Home Assistant CLI

PassAudited by ClawScan on May 10, 2026.

Overview

This skill is a transparent Home Assistant CLI guide, but it uses a long-lived Home Assistant token and can control real smart-home devices, so it should be treated as powerful rather than malicious.

Install this only if you want OpenClaw to help operate your Home Assistant instance. Use a restricted Home Assistant account if possible, protect HASS_TOKEN carefully, and require explicit confirmation before commands that affect security, alarms, climate, locks, appliances, or other safety-sensitive devices.

Findings (4)

Artifact-based informational review of SKILL.md, metadata, install specs, static scan signals, and capability signals.

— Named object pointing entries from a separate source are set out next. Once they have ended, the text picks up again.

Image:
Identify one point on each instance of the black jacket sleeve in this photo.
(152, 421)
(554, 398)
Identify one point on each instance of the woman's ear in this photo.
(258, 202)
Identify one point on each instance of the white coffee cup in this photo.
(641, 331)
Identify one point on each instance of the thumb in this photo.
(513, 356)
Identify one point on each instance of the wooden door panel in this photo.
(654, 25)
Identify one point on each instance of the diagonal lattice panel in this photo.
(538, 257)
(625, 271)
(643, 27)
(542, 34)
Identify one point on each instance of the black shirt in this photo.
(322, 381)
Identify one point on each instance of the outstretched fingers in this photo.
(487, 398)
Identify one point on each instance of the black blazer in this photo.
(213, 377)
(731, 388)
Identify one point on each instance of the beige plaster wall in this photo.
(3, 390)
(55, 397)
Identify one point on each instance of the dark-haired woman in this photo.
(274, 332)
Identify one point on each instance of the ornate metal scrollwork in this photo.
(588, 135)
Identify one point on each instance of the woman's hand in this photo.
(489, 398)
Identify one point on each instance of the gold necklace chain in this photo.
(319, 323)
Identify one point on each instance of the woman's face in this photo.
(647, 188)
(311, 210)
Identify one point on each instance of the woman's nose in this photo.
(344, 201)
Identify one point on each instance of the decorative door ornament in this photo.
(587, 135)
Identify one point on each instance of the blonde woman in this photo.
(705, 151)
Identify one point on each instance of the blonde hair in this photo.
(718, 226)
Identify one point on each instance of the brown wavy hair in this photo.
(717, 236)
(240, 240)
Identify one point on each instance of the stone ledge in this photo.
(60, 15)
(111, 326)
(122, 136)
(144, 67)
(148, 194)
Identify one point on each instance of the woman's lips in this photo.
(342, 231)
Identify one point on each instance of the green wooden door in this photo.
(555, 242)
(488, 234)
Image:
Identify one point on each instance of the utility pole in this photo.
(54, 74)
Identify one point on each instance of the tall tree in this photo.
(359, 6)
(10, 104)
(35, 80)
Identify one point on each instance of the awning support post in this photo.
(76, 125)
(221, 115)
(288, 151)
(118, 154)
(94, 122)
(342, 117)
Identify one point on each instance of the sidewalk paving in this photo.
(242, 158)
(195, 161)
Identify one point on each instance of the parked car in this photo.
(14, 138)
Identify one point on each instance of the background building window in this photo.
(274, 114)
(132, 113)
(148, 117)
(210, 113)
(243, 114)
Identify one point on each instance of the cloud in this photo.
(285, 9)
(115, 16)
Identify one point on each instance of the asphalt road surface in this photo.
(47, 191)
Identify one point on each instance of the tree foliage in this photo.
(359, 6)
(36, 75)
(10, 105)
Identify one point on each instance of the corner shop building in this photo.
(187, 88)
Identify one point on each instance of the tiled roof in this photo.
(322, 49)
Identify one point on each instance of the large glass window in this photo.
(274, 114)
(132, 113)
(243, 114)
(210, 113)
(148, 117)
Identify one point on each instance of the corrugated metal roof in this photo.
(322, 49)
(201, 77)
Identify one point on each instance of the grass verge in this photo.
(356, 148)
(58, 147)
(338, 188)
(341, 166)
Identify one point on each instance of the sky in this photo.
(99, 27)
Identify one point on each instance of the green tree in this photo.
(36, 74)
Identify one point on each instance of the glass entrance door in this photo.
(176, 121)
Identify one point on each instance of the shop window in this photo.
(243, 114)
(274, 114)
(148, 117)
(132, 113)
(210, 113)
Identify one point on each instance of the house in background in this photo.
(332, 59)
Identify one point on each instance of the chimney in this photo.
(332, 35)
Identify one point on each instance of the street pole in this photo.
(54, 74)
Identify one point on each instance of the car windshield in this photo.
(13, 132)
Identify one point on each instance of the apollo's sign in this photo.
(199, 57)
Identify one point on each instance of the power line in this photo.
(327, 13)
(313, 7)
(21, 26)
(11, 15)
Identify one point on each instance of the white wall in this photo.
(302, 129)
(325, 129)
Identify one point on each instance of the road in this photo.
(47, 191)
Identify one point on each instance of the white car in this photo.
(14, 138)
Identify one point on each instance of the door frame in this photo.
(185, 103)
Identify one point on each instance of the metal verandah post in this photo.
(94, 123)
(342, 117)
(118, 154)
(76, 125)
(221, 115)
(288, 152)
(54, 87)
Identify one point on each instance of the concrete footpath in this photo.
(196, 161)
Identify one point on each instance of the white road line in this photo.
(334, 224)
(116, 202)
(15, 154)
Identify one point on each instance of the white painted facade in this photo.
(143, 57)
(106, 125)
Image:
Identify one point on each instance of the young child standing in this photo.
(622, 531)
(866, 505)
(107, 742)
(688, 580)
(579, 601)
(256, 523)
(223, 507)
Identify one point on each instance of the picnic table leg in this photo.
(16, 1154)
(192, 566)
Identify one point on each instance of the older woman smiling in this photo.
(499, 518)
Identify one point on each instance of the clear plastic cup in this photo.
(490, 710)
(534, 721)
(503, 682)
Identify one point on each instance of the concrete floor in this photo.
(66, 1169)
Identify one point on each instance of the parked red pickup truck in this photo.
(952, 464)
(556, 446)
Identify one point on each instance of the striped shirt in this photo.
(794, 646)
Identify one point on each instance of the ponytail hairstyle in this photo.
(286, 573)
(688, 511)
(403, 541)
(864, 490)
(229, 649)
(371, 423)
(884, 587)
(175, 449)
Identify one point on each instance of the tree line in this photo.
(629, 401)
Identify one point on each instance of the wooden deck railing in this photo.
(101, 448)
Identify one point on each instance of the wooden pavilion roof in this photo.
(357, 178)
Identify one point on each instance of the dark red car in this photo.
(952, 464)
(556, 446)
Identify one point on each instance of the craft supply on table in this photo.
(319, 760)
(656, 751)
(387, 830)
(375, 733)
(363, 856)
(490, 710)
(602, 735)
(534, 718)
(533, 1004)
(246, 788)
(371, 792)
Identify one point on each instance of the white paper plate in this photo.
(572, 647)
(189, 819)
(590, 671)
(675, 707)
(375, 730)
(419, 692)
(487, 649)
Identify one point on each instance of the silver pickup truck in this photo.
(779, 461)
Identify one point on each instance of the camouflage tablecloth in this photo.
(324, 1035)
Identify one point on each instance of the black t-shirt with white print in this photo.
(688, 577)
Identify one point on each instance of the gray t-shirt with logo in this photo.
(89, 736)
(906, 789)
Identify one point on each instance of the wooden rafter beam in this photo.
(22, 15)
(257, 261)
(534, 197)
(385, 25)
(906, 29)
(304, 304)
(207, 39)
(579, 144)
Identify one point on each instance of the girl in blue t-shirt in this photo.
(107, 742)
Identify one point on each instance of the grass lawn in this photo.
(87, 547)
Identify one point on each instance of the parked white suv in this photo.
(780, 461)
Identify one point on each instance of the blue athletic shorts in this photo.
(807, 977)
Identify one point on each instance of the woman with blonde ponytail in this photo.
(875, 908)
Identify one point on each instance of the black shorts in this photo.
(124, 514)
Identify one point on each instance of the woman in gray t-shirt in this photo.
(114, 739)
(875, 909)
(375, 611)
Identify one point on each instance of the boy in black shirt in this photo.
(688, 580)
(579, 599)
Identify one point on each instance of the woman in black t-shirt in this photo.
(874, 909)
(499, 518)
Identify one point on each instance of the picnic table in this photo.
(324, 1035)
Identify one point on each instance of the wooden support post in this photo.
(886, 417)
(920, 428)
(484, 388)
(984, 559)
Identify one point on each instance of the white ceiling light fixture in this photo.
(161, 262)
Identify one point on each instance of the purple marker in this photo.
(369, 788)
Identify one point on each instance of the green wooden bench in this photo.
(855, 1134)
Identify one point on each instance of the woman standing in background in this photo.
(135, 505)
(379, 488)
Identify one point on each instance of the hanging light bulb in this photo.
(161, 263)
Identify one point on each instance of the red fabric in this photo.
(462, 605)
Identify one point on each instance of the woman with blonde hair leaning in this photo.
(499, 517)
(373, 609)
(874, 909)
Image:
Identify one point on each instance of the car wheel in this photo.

ClawScan does not execute the skill or run runtime probes.

What this means

An agent using this skill with a valid token could turn devices on or off, change automations, adjust climate settings, or arm an alarm if the user asks or if the agent misapplies a command.

Why it was flagged

The skill documents Home Assistant service calls that can change home security or device state. This is aligned with the smart-home control purpose, but it is high-impact if invoked incorrectly.

Skill content
hass-cli service call alarm_control_panel.alarm_arm_away --arguments entity_id=alarm_control_panel.home
Recommendation

Use this skill only when you want the agent to control Home Assistant, and require clear confirmation before service calls affecting locks, alarms, climate, appliances, or security automations.

What this means

Anyone or any process with access to the token may be able to read Home Assistant state and control devices according to that Home Assistant user's permissions.

Why it was flagged

The skill requires a Home Assistant access token. That credential is expected for this integration, but it may grant broad control over the user's Home Assistant instance.

Skill content
Generate a long-lived access token ... export HASS_TOKEN=<your-token>
Recommendation

Create the least-privileged Home Assistant user/token practical for this use, store the token securely, rotate it if exposed, and avoid pasting it into chats or logs.

What this means

Home Assistant state or history output could expose private information such as who is home, device usage patterns, or security-related events.

Why it was flagged

The documented queries can retrieve presence, device state, and history information that may reveal household routines or occupancy.

Skill content
Check if Anyone is Home ... hass-cli state list person ... hass-cli state get person.jones
Recommendation

Ask the agent to retrieve only the specific entities needed, and avoid sharing broad state/history outputs unless necessary.

What this means

If the installed hass-cli package or local environment were compromised, shell completion setup could execute unwanted code at shell startup.

Why it was flagged

The autocomplete setup evaluates shell code generated by hass-cli. This is a common CLI completion pattern and is disclosed, but it runs generated code when enabled in shell startup files.

Skill content
eval "$( _HASS_CLI_COMPLETE=bash_source hass-cli)"
Recommendation

Enable autocomplete only after installing hass-cli from a trusted source, and remove the eval line from shell config if you no longer use it.